Aug 18, [New Radicals, "Someday We’ll Know"]
Ok well since fateback has been down the last couple days I’m going to
leave the last couple entrys up here.
The last couple days have been great, yet really sad at the same time.
I’ve spent alot of time with Adam and Angie. It’s been really great. Last
night we went to a concert with Adam and Tim’s band. There were some damn
hot guys there. It was a pretty good time, free food. And I got to see alot
of people from High School that I hadn’t seen in a while. After that we
went downtown, I missed my first two corners, so I just took the long ass
way around, we got there eventually. We were sitting on that brick wall
just across from Spagetti Works and these two random people walked up to
us. They started asking us where good places to hang out and drink were,
and then they asked if thier fake ID’s were good enough, it was crazy. Then
they offered for us to come back to thier hotel room. Crazy people. We talked
to them for a while, then it started POURING rain, I mean just out of the
middle of no where, it started pouring sheets of rain. It was cool, so we
ran back to Java Joe’s and got some coffee and shit.
We left there cause we had had enough of the live music in the last couple
days with the fair and all. So we left and went back to Angies house. Earlier
I had told Adam a story about the conversation I had with my parents. They
said something along the lives of, "With the life style you’ve choosen,
you’ll end up in a body bag by the time you’re 22." And when they said
it, it didn’t cross my mind at all, and I just put it off as something they
would say. I didn’t even think about it tell I told Adam the whole story,
and then it’s like, they really thinkn that, that I’m going to be dead by
the time I’m 22. So that really depressed me. Assholes. So at Angie’s we
all just talked and it was good times there. After we left there, Adam and
I went out and just drove around Ankeny and talked and did random stuff.

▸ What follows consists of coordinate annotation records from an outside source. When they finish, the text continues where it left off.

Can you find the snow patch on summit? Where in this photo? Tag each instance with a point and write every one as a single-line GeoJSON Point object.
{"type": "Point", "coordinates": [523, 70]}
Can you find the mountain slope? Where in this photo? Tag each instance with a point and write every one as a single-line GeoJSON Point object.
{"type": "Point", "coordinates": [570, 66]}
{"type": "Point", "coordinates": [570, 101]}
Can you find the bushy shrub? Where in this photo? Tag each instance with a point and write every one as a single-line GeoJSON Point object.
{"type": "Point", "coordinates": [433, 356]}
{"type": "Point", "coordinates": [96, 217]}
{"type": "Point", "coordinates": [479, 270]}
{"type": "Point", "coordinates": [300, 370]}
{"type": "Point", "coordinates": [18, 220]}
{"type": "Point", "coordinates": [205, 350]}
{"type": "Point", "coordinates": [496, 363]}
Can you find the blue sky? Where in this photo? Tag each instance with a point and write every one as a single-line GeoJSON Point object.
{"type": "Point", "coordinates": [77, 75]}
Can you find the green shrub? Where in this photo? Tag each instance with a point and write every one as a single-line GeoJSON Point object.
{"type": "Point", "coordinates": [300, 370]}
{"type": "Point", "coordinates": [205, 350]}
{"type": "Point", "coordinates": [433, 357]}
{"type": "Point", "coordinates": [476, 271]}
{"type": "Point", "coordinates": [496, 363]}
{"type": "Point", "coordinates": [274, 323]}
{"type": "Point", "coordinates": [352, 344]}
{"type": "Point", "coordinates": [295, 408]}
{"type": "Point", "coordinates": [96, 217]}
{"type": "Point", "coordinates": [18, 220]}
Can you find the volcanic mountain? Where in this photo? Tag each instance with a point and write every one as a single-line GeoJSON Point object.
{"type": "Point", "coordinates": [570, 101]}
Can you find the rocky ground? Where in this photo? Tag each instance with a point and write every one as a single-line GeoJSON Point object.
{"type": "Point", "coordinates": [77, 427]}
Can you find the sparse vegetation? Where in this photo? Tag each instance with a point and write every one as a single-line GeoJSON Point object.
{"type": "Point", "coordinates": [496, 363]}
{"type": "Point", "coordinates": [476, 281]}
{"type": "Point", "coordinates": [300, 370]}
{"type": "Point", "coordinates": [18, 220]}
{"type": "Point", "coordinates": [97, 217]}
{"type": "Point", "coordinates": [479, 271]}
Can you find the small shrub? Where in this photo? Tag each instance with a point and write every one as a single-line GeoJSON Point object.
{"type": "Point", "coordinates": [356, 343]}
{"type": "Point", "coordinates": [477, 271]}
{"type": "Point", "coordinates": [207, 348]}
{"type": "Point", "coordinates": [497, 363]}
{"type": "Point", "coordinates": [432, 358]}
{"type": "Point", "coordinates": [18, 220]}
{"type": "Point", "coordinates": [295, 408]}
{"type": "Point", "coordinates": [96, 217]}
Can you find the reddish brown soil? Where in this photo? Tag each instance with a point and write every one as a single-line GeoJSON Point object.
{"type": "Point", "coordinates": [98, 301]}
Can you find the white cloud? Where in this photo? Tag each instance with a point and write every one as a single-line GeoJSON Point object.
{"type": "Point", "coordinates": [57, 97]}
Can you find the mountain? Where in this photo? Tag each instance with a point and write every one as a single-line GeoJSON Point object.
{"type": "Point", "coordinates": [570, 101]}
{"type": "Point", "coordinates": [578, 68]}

That was really nice to talk to him about things. We went back to his house
about 1 or so. I don’t remember how we got on the topic, but he wanted to
show me family pictures, which is cool. Cause I think I’m one of the few
people that’s amussed by such things. Well especially someone that I care
about, lol. So we sat around and looked at those for a while. It was nice
to just sit next to him on the couch again, and just hang out without any
tension. Good times last night, even though they were sad times.
I’ve only got a week tell school starts. One week. I still don’t know what
the hell I’m doing. I don’t know what’s going on this next week. I don’t
know when I’m moving, I don’t know jack shit. I just don’t know about anything.
I’m thinking tomorrow I’ll just sit down with the PU’s and talk to them
about everything. Or maybe tonight if I get home in time.